According to Europe-based, non-governmental organization the Corporate Europe Observatory (CEO), in early April the first proposal for a new 1 billion euro (US$1.17 billion) fund for water investment in 77 developing countries was released. The countries included those in Africa, the Caribbean, and the Pacific (ACP), all former colonies of EU member states. This proposal seemed more about corporate welfare than helping the world’s poorest, as then acknowledged by the EU Water Fund presented at the G-8 meeting, based on proposals made by a panel mostly financed by private multinationals managing water resources.
The panel was directed by former International Monetary Fund director Michel Camdessus, and last March, at the third World Water Forum, it issued a report, titled Financing Water for All, or the Camdessus Report, which openly advocates the “full cost recovery” of private investment in water. “Full cost recovery” means that governments in the poorest countries would guarantee private investment in water infrastructure, either through raising water tariffs, or by subsidies, in case users could not pay high water prices.
On health issues, the G-8 plan of action to improve the access of the poorest countries to medication has been ignored. A global health crisis and critical situation has arisen due to a lack of low-cost medicine in Africa, Latin America and Asia; and an integrated framework to improve access to medical treatment and medicine is desperately needed in the poorest countries.
Last year the WHO revealed that in the poor or less-developed countries every year 4 million people die due to respiratory infections, 2.2 million (cholera, typhus and dysentery), 1.7 million (tuberculosis), 1 million (malaria), 900,000 (blood-related illnesses) and 3 million (AIDS).
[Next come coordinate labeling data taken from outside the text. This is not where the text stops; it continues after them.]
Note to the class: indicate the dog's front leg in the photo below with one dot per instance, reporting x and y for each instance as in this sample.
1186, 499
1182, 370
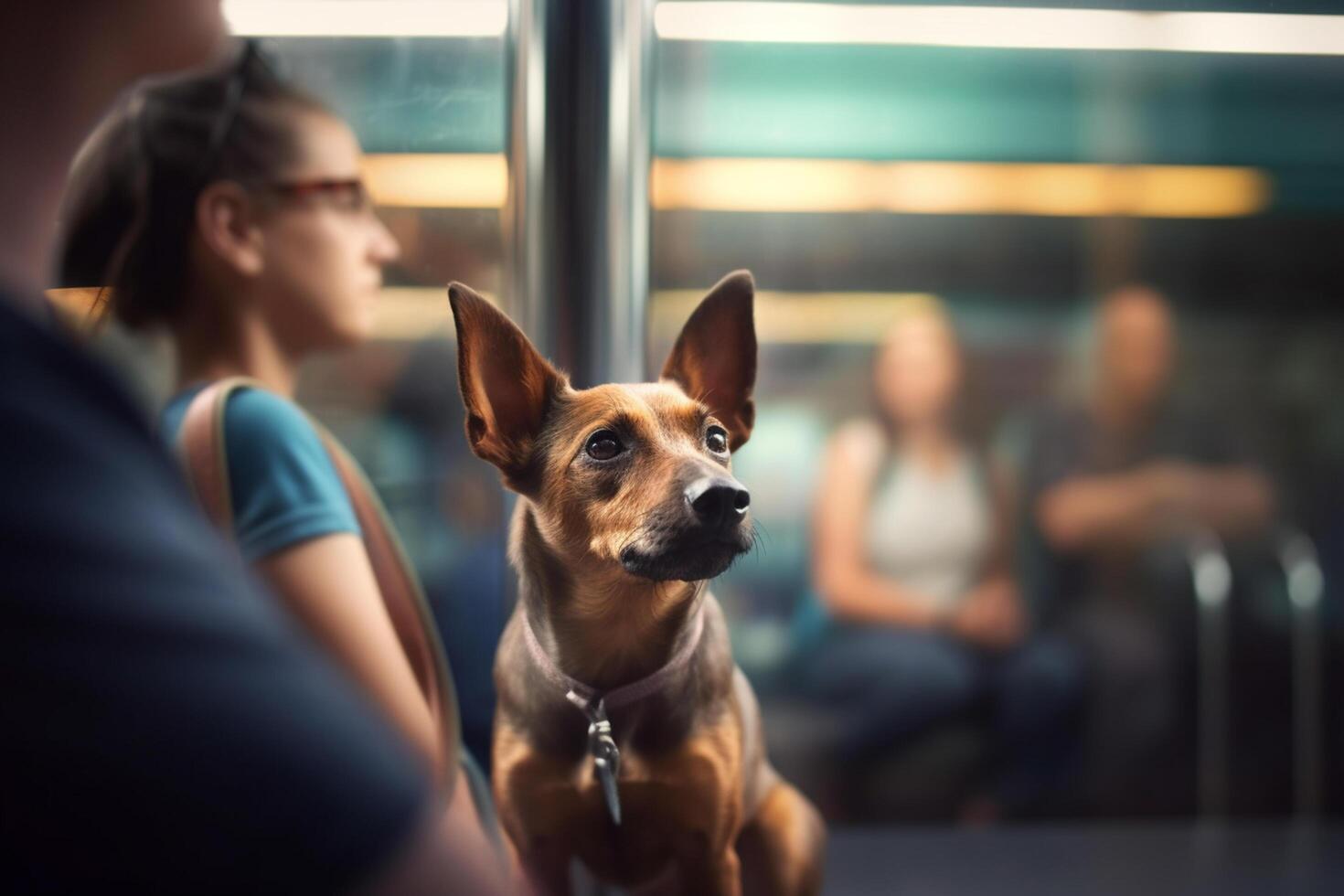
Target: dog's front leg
715, 872
548, 868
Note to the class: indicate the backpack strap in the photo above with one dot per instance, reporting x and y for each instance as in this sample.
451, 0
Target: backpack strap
203, 450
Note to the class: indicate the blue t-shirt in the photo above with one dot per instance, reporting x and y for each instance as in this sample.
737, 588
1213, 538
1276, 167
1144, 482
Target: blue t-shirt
165, 727
283, 484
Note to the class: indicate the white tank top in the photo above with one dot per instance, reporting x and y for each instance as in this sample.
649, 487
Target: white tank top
929, 529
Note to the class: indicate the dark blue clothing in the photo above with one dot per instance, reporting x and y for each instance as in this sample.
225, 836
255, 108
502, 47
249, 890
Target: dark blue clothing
283, 484
890, 684
163, 727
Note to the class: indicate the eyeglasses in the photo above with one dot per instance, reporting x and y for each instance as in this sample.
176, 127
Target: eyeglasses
348, 194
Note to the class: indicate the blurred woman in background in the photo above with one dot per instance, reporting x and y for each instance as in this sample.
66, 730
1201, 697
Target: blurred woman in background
910, 561
226, 208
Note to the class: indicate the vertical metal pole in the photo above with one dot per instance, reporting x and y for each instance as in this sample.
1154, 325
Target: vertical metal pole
1212, 578
629, 148
523, 223
1306, 586
577, 219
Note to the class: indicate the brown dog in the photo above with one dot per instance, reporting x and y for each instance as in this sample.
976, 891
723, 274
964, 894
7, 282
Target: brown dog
615, 661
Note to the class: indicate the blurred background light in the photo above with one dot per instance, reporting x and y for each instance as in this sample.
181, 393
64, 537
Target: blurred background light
437, 180
792, 316
957, 188
368, 19
1020, 28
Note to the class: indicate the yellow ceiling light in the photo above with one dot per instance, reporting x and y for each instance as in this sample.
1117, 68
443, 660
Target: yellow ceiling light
957, 188
1006, 27
794, 317
368, 17
438, 180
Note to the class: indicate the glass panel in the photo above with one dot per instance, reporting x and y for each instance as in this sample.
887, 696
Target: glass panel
860, 175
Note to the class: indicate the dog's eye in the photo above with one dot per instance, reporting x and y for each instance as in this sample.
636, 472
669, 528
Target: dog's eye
603, 445
717, 440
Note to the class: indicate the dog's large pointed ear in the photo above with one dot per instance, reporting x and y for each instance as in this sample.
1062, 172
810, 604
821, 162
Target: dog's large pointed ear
714, 357
507, 386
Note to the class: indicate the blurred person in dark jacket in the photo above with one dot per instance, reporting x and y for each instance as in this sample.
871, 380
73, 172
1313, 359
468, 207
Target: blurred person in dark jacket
167, 729
1117, 485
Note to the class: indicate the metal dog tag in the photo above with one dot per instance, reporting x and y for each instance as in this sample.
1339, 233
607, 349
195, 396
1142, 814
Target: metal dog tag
606, 755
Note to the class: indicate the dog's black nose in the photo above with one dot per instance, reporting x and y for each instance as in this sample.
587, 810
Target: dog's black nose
718, 501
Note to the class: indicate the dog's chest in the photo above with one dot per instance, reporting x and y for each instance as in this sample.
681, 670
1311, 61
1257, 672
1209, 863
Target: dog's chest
669, 804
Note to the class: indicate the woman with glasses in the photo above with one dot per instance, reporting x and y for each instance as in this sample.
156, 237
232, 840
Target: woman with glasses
226, 208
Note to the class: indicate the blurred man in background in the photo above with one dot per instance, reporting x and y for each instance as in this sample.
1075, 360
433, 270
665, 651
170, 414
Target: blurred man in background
1112, 486
165, 729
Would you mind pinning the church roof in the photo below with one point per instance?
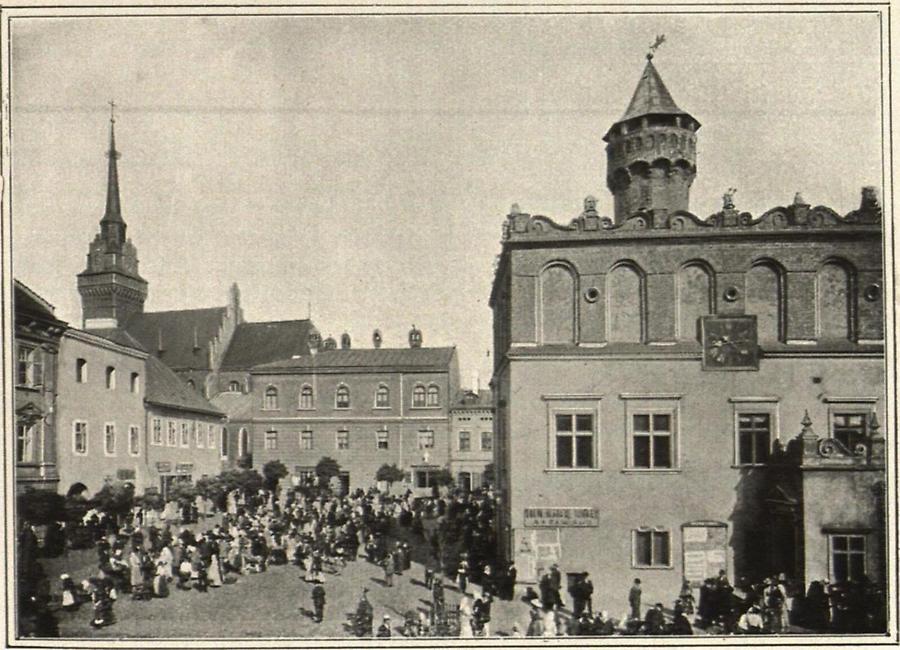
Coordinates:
(436, 359)
(257, 343)
(175, 331)
(165, 388)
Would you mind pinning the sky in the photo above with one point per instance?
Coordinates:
(365, 165)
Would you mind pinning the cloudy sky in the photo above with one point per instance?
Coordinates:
(366, 164)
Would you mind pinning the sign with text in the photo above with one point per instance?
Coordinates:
(561, 517)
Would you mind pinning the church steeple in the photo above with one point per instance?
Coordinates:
(651, 150)
(111, 288)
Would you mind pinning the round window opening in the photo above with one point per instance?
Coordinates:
(872, 292)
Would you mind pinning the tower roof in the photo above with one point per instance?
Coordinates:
(113, 207)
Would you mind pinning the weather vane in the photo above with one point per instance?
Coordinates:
(660, 39)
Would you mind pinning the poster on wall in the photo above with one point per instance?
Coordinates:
(704, 550)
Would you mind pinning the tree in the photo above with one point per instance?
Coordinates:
(326, 468)
(273, 471)
(390, 474)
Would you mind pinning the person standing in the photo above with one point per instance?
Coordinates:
(634, 599)
(318, 596)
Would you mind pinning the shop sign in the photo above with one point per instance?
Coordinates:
(561, 517)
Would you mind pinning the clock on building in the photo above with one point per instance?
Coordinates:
(729, 343)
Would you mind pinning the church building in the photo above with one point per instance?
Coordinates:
(677, 396)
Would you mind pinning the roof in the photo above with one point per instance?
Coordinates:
(256, 343)
(406, 358)
(176, 331)
(651, 97)
(165, 388)
(237, 406)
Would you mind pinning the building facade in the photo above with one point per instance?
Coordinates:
(362, 407)
(649, 369)
(102, 384)
(471, 438)
(36, 339)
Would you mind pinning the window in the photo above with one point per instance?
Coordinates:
(306, 397)
(29, 369)
(270, 400)
(849, 429)
(26, 440)
(651, 548)
(109, 439)
(134, 440)
(651, 437)
(574, 440)
(80, 371)
(754, 438)
(342, 397)
(426, 439)
(848, 557)
(79, 438)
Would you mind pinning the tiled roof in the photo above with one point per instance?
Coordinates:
(176, 329)
(256, 343)
(237, 406)
(165, 388)
(411, 358)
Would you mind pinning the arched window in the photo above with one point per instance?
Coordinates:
(624, 304)
(834, 301)
(306, 397)
(342, 397)
(382, 397)
(694, 299)
(557, 296)
(765, 299)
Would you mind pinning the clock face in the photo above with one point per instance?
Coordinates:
(729, 343)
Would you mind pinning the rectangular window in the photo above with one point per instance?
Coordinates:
(849, 429)
(134, 440)
(26, 440)
(848, 557)
(574, 440)
(652, 437)
(109, 439)
(426, 439)
(79, 438)
(651, 548)
(754, 438)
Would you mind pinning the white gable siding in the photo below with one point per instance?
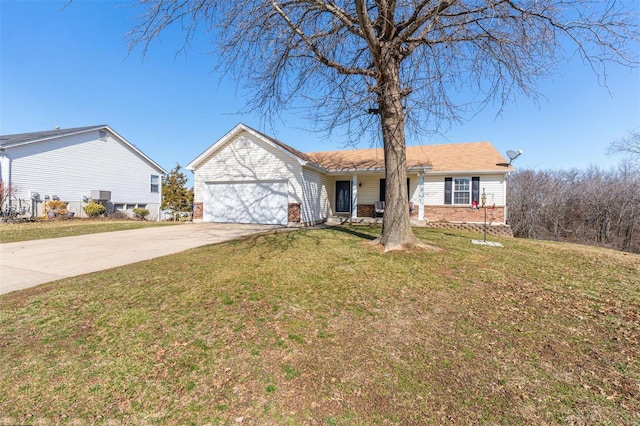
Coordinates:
(247, 158)
(492, 184)
(70, 167)
(315, 199)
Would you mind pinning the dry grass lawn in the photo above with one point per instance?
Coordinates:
(14, 232)
(315, 327)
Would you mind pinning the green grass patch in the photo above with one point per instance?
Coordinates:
(315, 326)
(39, 230)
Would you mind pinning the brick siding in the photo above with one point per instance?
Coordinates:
(294, 213)
(463, 214)
(197, 211)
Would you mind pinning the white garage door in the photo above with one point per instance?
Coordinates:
(246, 202)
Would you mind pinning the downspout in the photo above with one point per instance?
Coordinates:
(354, 197)
(6, 172)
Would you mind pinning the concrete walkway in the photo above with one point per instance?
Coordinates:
(29, 263)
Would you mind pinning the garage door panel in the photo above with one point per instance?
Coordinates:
(246, 202)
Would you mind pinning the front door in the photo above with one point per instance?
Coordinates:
(343, 196)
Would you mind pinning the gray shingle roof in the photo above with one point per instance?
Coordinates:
(6, 140)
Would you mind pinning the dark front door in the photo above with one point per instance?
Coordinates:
(343, 196)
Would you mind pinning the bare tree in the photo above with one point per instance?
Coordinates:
(414, 64)
(590, 207)
(628, 146)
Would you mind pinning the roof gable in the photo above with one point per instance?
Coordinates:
(457, 157)
(18, 139)
(22, 138)
(238, 130)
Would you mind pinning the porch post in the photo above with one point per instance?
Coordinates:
(354, 196)
(421, 195)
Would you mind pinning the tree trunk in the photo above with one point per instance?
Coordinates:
(396, 224)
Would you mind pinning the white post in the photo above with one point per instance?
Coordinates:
(354, 197)
(421, 195)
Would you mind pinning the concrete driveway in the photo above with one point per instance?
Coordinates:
(29, 263)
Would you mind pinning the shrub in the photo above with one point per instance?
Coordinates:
(140, 213)
(94, 209)
(59, 208)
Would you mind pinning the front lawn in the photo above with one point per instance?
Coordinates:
(42, 229)
(315, 327)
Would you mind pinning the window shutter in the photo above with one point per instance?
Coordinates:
(448, 184)
(475, 189)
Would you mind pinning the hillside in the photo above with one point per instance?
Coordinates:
(315, 327)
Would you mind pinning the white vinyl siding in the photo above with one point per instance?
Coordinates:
(246, 158)
(71, 166)
(316, 205)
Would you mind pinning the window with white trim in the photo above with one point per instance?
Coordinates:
(155, 183)
(461, 191)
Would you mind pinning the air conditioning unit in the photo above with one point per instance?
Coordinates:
(98, 195)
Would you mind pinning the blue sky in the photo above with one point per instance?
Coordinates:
(70, 67)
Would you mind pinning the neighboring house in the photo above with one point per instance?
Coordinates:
(249, 177)
(75, 166)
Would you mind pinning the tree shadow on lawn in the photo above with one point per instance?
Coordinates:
(351, 231)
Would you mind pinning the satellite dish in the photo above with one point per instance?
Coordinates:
(514, 154)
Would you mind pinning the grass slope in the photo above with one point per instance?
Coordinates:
(315, 327)
(14, 232)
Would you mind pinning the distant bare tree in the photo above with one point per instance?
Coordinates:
(590, 207)
(374, 66)
(628, 146)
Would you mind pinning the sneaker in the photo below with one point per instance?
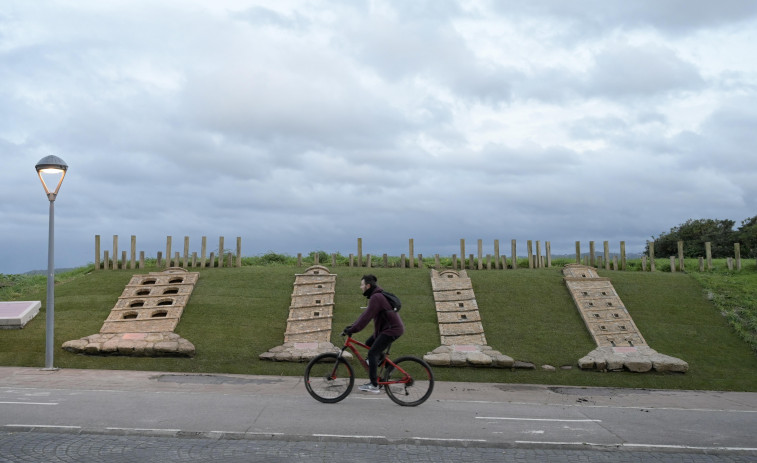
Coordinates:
(368, 387)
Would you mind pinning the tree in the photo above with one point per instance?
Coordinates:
(695, 233)
(747, 236)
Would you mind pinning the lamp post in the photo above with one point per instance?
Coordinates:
(52, 168)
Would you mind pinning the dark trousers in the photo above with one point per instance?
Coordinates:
(377, 346)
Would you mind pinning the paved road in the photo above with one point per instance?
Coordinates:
(72, 415)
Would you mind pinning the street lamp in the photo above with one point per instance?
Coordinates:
(53, 169)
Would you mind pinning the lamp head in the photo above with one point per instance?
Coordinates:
(51, 167)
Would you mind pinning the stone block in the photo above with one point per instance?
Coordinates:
(479, 359)
(438, 359)
(638, 365)
(503, 361)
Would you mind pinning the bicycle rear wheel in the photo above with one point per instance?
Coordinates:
(329, 378)
(416, 384)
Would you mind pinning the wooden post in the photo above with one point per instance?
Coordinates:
(133, 255)
(97, 252)
(203, 250)
(480, 254)
(168, 251)
(623, 255)
(607, 255)
(185, 262)
(462, 253)
(115, 252)
(530, 250)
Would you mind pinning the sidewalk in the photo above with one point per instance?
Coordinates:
(127, 380)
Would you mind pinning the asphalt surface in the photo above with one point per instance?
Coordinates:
(126, 416)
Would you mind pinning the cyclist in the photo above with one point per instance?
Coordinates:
(387, 327)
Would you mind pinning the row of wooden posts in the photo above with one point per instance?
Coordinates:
(535, 258)
(177, 260)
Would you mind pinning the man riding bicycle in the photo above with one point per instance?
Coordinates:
(387, 327)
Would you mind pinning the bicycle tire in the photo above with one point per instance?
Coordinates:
(329, 378)
(421, 384)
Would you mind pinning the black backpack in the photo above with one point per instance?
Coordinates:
(393, 301)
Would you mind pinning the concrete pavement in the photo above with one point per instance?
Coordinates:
(28, 422)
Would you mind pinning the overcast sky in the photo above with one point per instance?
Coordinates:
(302, 126)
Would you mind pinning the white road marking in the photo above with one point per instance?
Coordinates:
(535, 419)
(343, 436)
(448, 439)
(646, 446)
(28, 403)
(46, 426)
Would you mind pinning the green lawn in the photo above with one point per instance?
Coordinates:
(235, 314)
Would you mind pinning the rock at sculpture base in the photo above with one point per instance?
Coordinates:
(638, 359)
(167, 344)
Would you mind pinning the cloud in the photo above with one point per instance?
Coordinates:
(303, 126)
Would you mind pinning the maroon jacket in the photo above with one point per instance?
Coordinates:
(385, 319)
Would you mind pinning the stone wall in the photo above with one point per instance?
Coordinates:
(460, 328)
(308, 331)
(143, 319)
(620, 344)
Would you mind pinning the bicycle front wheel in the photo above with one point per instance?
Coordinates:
(415, 381)
(329, 378)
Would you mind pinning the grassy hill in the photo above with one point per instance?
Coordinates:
(237, 313)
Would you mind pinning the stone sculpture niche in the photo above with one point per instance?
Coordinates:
(460, 328)
(620, 344)
(308, 331)
(142, 322)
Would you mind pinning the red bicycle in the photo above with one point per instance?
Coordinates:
(329, 377)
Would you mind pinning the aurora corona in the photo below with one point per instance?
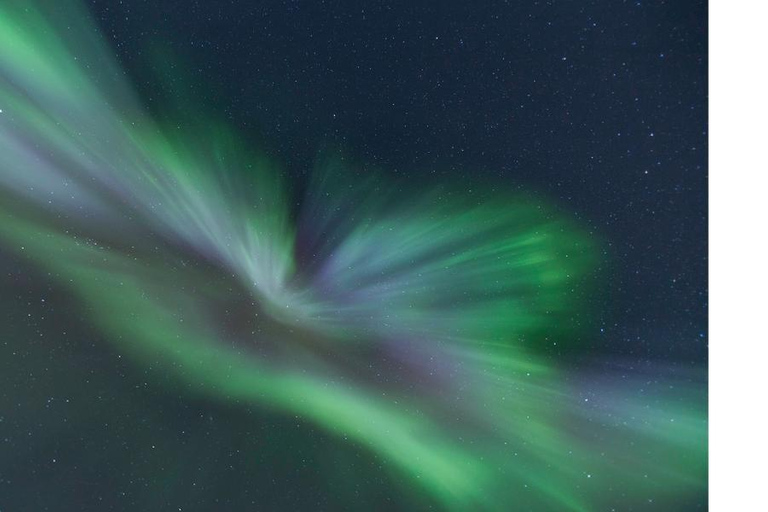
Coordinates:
(416, 324)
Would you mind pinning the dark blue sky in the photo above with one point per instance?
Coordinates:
(599, 105)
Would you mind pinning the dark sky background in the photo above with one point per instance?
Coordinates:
(598, 105)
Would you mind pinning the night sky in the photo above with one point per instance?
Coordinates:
(599, 107)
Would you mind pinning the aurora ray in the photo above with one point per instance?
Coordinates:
(414, 323)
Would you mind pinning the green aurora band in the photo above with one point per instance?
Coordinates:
(415, 324)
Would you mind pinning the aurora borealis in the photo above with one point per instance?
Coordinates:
(432, 327)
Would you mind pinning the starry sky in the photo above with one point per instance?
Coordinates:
(598, 108)
(601, 106)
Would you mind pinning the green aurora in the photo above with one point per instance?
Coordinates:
(416, 325)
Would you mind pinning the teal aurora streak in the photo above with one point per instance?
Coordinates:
(413, 324)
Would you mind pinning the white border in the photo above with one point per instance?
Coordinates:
(738, 256)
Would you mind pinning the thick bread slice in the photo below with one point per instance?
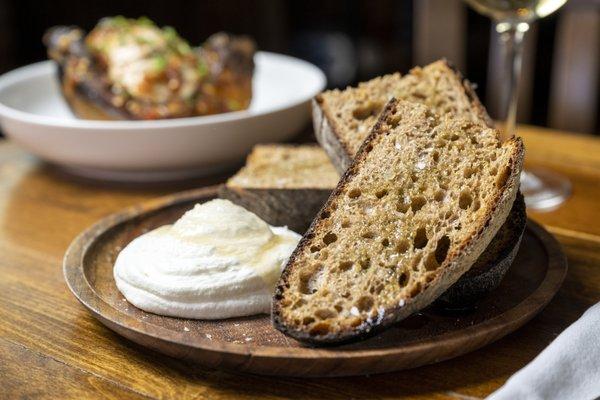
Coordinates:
(421, 201)
(343, 119)
(288, 184)
(283, 184)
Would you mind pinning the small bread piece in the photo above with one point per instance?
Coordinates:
(286, 185)
(423, 198)
(343, 119)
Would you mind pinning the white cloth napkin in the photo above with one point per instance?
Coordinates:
(569, 368)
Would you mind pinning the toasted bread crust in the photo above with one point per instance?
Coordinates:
(331, 136)
(457, 261)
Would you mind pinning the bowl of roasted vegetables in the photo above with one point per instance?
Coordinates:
(130, 100)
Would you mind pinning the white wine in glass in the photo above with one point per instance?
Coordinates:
(516, 10)
(542, 189)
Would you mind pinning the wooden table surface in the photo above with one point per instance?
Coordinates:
(51, 347)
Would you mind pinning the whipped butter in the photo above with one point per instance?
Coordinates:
(217, 261)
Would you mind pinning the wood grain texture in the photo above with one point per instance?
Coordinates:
(252, 345)
(41, 212)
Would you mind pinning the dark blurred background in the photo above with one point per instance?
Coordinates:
(358, 39)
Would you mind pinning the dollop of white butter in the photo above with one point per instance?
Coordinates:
(217, 261)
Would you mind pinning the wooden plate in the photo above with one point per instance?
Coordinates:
(252, 345)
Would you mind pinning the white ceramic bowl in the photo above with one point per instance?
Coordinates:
(34, 114)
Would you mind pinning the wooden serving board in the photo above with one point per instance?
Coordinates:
(252, 345)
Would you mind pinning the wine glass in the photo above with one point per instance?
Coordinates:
(542, 189)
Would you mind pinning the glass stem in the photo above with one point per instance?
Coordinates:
(512, 35)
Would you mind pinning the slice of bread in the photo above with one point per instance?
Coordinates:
(286, 185)
(277, 176)
(343, 119)
(423, 198)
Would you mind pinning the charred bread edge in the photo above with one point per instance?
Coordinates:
(466, 254)
(328, 136)
(294, 208)
(327, 133)
(474, 286)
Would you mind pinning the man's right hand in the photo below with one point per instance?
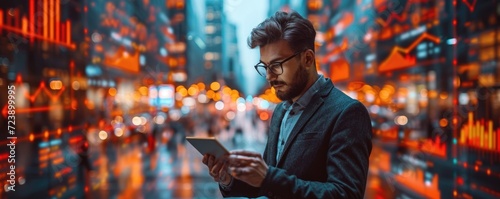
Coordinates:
(218, 168)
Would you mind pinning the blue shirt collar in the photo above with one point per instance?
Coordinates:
(303, 100)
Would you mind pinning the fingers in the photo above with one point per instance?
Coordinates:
(240, 160)
(245, 153)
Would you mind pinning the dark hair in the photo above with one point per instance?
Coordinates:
(293, 28)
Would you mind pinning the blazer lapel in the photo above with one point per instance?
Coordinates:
(274, 134)
(309, 111)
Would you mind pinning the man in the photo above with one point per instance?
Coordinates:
(319, 138)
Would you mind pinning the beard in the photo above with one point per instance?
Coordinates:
(295, 88)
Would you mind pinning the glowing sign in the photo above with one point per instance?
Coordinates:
(162, 95)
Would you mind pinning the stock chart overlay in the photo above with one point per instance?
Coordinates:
(88, 84)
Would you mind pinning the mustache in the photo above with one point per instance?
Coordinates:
(276, 82)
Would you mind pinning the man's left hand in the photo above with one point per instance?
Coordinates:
(248, 167)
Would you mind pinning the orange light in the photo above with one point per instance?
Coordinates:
(112, 91)
(51, 18)
(264, 116)
(215, 86)
(45, 19)
(201, 86)
(58, 19)
(443, 122)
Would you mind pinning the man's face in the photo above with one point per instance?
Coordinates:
(291, 83)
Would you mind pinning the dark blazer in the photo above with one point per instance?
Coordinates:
(325, 156)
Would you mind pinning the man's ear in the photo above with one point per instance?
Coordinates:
(309, 58)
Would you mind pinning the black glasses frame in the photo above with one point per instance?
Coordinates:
(273, 67)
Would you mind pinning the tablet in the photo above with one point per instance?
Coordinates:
(208, 145)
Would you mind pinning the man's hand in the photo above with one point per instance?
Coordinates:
(248, 167)
(218, 168)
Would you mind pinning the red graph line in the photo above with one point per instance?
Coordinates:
(399, 17)
(398, 49)
(53, 29)
(43, 88)
(470, 5)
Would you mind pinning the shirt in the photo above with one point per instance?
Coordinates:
(293, 113)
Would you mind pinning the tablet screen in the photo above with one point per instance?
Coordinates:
(208, 145)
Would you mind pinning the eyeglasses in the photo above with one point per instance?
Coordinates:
(275, 68)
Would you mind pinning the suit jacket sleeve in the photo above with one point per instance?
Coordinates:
(240, 189)
(347, 162)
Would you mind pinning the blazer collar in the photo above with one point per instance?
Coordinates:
(310, 109)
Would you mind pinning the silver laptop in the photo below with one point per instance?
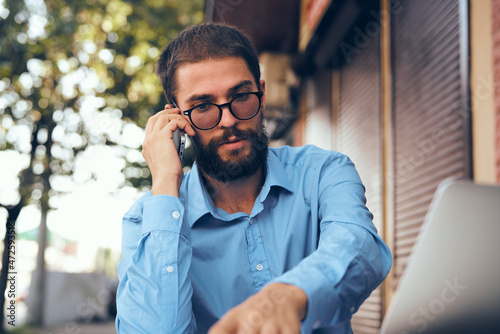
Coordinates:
(452, 280)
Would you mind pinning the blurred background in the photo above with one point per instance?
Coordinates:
(410, 90)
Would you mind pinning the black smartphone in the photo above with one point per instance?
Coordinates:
(180, 142)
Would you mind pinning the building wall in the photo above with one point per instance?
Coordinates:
(496, 70)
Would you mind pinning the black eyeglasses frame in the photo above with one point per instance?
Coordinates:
(221, 106)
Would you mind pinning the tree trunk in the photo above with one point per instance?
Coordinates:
(12, 214)
(38, 285)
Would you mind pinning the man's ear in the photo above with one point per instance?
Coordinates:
(263, 89)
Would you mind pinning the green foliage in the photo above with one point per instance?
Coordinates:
(73, 73)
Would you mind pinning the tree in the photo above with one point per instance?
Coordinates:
(75, 74)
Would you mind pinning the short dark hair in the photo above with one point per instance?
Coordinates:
(201, 42)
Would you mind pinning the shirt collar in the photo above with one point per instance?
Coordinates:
(200, 203)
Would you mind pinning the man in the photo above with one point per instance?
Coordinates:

Clearly, the agenda in the health sector should include the boosting of local medicine production in the countries of the South, and the transfer of technology from highly developed to developing countries. However, the U.S. government rejected the move, which led to a downgrading of the health issue at the G-8 meeting.
In short, it seems the health sector (or industry) only favors those who can pay. As of 1997, the largest pharmaceutical markets were developing countries — the U.S. and Canada (36.1 percent of the global market), Europe (29 percent), Japan (15.9 percent), Latin America (7.7 percent), other Asian countries (7.3 percent), the Middle East (1.9 percent), Africa (1.2 percent) and Australia-Pacific (0.9 percent). In 1999, 26 million of 33 million people with AIDS were in Sub-Saharan Africa, but the pharmaceutical market in Africa was only 1.3 percent of the world total (Business Watch Indonesia, 2003).
This sad fact might be in line with the U.S. proposal for health at the G-8 meeting, which underlined the “importance of a powerful private sector role” in health questions and simply dismissed the notion that the price of medication might be the principal obstacle to health improvement. Thus, the new “Plan of Action for Health” discussed by G-8, might fail, just as it did three years ago. At that time the G-8 met at Okinawa, with ambitious objectives to reduce the spread of AIDS. But since then the number of AIDS victims has increased.
So as the world celebrates Environment Day we should ask ourselves: Should we really run such businesses, whose profits are accumulated at the cost of endangering millions of lives? Can we really sacrifice our own grandchildren? Do we really want to control not only our destiny but also others’ — especially those who are powerless and poor and have thus become our dependents?
If the answer is still “yes”, we shouldn’t be surprised if people blame us and we would all end in a brutal autumn at the end of our lives.
The writer is the Executive Director of the Business Watch Indonesia and lectures at the Sahid University in Surakarta, Central Java.